Do not drive to Cherrapunji after dark. The roads have no barriers on the cliff side and the drops are terrifying. I watched a bus nearly miss a turn one evening and it cured me of any desire for night driving in Meghalaya.
Midday: Mawsmai Cave & Seven Sisters Falls
Mawsmai Cave is a quick 150-metre walk-through limestone cave. Honestly, it is fine — nothing mind-blowing, but it gives you a taste of the massive cave systems under Meghalaya (including Krem Liat Prah, over 34 km long). The kids in our group loved it. Seven Sisters Falls is seasonal — spectacular during monsoon when all seven streams are flowing, a bit underwhelming in dry season. Manage expectations.
Afternoon: Eco Park & Thangkharang Park
The Cherrapunji Eco Park has a viewpoint that stopped me cold. On a clear day, you can see the patchwork of Bangladeshi farmland stretching to the horizon. I sat on the bench there for half an hour just watching clouds move across the valley. Thangkharang Park is similar but adds a view of Kynrem Falls from above — worth the stop if you have time.
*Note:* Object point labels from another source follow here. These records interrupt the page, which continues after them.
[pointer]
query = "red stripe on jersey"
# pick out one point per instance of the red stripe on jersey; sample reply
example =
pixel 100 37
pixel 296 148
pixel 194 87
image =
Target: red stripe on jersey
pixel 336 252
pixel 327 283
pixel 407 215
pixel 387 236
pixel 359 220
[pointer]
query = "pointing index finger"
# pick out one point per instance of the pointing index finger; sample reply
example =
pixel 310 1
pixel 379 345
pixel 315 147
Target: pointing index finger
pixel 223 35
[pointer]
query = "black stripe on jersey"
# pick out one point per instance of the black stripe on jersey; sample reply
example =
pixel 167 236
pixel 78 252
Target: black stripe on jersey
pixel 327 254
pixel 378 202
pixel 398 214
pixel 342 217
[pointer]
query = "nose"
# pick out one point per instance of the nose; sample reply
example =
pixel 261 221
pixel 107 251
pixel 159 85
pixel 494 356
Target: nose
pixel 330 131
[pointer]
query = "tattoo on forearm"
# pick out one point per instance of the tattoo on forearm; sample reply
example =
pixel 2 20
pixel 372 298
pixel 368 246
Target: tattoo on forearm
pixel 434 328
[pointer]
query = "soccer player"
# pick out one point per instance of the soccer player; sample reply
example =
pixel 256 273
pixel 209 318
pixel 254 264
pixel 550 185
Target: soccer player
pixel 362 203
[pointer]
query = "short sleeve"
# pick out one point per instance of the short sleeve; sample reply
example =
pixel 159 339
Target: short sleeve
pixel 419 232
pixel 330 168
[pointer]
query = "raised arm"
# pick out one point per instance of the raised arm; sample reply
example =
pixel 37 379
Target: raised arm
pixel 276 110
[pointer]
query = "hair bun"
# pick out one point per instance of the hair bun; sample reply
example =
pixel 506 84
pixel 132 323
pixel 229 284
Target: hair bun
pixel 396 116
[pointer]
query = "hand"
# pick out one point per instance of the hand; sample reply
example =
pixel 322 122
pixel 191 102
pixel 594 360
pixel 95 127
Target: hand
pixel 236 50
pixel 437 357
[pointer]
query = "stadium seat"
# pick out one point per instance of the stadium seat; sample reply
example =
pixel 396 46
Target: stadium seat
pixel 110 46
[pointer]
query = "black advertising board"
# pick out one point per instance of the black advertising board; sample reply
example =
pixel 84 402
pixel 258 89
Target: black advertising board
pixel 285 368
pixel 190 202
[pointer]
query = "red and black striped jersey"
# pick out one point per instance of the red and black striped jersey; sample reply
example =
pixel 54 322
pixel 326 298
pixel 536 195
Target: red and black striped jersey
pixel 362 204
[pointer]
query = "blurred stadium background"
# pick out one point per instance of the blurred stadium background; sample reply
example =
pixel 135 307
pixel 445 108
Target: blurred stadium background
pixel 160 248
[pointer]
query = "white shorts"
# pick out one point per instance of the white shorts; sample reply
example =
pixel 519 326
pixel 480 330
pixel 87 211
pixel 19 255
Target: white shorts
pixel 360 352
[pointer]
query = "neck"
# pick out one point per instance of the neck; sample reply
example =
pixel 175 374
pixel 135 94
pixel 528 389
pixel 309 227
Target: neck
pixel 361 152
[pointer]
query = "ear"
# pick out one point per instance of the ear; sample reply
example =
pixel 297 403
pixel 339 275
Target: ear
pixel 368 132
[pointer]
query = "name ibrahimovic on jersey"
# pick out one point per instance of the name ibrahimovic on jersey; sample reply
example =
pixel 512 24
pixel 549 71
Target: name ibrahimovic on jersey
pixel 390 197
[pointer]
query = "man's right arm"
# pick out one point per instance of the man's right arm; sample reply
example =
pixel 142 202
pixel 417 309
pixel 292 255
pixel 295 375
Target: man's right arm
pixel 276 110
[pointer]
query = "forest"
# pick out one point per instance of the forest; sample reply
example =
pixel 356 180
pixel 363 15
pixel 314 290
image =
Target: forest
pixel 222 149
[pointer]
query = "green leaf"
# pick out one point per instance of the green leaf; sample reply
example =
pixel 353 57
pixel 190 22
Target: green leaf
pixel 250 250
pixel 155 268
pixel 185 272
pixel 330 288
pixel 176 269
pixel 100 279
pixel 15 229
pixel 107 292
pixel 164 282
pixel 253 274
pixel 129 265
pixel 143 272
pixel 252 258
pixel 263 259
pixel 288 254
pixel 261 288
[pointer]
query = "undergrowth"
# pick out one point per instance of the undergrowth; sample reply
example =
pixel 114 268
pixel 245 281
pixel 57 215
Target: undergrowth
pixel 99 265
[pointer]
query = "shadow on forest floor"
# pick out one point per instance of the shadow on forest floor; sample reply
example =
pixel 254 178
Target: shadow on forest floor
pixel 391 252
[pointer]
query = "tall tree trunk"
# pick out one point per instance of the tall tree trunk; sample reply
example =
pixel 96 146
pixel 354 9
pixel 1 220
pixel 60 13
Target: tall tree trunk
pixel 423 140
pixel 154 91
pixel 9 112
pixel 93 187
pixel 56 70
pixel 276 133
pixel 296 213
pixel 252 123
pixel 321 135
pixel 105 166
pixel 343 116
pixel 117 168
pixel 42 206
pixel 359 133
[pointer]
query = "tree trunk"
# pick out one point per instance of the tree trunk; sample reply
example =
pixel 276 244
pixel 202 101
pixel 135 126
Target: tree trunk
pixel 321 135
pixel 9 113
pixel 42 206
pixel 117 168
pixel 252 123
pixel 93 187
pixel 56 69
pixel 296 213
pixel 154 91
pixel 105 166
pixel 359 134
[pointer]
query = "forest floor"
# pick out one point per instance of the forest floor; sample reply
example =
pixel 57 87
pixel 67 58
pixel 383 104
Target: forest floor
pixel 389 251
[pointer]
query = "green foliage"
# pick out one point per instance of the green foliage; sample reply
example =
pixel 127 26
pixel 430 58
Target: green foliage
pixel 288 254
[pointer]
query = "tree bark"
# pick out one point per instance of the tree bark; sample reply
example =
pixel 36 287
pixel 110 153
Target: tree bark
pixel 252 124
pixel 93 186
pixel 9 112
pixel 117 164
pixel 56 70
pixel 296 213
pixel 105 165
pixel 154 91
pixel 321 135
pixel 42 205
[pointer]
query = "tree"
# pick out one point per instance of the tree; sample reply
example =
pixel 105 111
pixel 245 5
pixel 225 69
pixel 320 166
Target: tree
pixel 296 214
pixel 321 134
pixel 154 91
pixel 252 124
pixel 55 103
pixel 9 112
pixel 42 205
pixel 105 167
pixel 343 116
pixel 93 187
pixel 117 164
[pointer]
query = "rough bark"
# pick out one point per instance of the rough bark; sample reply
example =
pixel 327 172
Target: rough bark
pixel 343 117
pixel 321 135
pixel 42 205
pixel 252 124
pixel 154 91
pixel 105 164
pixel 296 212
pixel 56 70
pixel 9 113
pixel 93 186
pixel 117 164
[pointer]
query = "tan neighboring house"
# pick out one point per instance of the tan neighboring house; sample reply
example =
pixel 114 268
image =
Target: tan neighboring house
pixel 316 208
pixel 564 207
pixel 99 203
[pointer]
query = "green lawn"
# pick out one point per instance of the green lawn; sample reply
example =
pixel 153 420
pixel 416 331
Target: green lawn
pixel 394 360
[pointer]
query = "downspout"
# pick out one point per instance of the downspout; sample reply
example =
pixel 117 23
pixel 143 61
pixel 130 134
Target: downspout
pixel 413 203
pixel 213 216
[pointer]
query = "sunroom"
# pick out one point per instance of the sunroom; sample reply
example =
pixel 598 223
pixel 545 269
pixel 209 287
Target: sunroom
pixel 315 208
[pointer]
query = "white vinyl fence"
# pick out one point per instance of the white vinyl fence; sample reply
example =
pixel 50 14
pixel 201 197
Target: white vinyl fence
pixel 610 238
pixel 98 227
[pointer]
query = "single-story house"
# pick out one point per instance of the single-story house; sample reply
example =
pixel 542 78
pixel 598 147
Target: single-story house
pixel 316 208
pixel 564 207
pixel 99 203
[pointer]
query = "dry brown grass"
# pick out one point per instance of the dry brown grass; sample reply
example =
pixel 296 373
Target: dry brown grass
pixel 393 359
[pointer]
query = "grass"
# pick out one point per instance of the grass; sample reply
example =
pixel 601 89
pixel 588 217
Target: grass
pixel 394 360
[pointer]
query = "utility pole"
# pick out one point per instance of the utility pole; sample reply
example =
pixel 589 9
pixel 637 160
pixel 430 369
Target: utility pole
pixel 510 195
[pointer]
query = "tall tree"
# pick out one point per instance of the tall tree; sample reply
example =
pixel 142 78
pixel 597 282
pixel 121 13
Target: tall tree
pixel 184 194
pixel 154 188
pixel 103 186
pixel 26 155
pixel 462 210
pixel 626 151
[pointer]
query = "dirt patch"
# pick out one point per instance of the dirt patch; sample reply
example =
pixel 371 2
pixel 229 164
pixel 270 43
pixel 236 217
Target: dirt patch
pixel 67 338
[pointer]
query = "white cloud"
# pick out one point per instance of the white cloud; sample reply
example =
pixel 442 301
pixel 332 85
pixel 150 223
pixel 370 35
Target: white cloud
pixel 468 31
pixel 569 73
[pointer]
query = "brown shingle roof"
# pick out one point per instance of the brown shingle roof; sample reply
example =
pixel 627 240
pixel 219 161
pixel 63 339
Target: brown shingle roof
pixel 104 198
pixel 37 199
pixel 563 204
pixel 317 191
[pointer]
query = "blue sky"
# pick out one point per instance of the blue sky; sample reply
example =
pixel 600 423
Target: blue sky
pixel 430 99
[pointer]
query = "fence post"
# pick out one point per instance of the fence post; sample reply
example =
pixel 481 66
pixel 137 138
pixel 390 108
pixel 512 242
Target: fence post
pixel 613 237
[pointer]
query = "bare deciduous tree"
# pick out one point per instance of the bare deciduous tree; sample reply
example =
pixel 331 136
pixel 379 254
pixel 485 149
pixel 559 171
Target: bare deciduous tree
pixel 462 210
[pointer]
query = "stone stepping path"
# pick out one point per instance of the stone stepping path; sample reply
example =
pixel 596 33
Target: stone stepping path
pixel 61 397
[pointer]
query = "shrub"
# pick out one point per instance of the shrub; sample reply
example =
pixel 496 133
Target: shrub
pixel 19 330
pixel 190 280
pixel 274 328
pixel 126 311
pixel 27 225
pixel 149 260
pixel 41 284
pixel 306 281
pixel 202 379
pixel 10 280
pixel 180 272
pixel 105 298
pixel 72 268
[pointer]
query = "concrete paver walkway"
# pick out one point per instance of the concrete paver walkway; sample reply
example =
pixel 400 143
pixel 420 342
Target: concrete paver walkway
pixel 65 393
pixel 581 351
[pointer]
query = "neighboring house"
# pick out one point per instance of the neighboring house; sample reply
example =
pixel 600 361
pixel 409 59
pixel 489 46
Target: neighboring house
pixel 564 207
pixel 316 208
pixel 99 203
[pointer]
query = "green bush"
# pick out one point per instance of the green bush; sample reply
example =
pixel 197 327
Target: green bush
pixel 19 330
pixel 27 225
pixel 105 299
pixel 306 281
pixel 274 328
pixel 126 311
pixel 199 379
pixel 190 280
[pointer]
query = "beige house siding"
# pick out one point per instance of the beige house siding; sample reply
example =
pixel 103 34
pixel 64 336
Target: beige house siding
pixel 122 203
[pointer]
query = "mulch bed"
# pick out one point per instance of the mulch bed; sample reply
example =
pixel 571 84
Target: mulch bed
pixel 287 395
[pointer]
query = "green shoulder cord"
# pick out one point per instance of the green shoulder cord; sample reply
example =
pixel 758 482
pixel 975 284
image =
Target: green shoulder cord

Pack a rain jacket even in December. I got caught in a sudden downpour at Eco Park on a day that started with blue skies. Cherrapunji earned its reputation as the wettest place on Earth for a reason. Umbrellas are useless in the wind — you need a proper jacket.
Where to stay in Cherrapunji: Fewer options than Shillong but improving fast. Budget homestays from 1,000 INR, mid-range resorts 2,500-4,000 INR. I stayed at Cherrapunjee Holiday Resort and the valley-view room was absolutely worth the upgrade. Check Booking.com for off-peak discounts.
Day 4: Living Root Bridge & Mawlynnong
Highlights: Double Decker Living Root Bridge, Mawlynnong Village, Dawki | Overnight: Dawki
Day 4 was the hardest day of my trip — 3,500 steps down to the root bridge nearly broke my knees — but also the most rewarding. This is why you came to Meghalaya. Wake up by 6 AM and head to Tyrna village.
Morning: Double Decker Living Root Bridge (Nongriat)
Let me be honest: those 3,500 steps down are relentless. My legs were shaking by step 2,000. The trail is well-maintained with concrete and stone steps, but steep does not begin to describe it. Allow 1.5-2 hours down and 2-2.5 hours back up.
But then you see it. The Double Decker Living Root Bridge — two tiers of living rubber fig roots spanning a river, grown and shaped by Khasi hands over more than 100 years. I stood on the lower deck with water rushing below me and tangled roots forming a canopy above, and I had one of those rare travel moments where everything else disappears. This is unlike anything you have seen anywhere on Earth.
There is a natural swimming pool near the bridge — I jumped in fully clothed because I was drenched in sweat anyway. Cold, crystal-clear water. Perfect.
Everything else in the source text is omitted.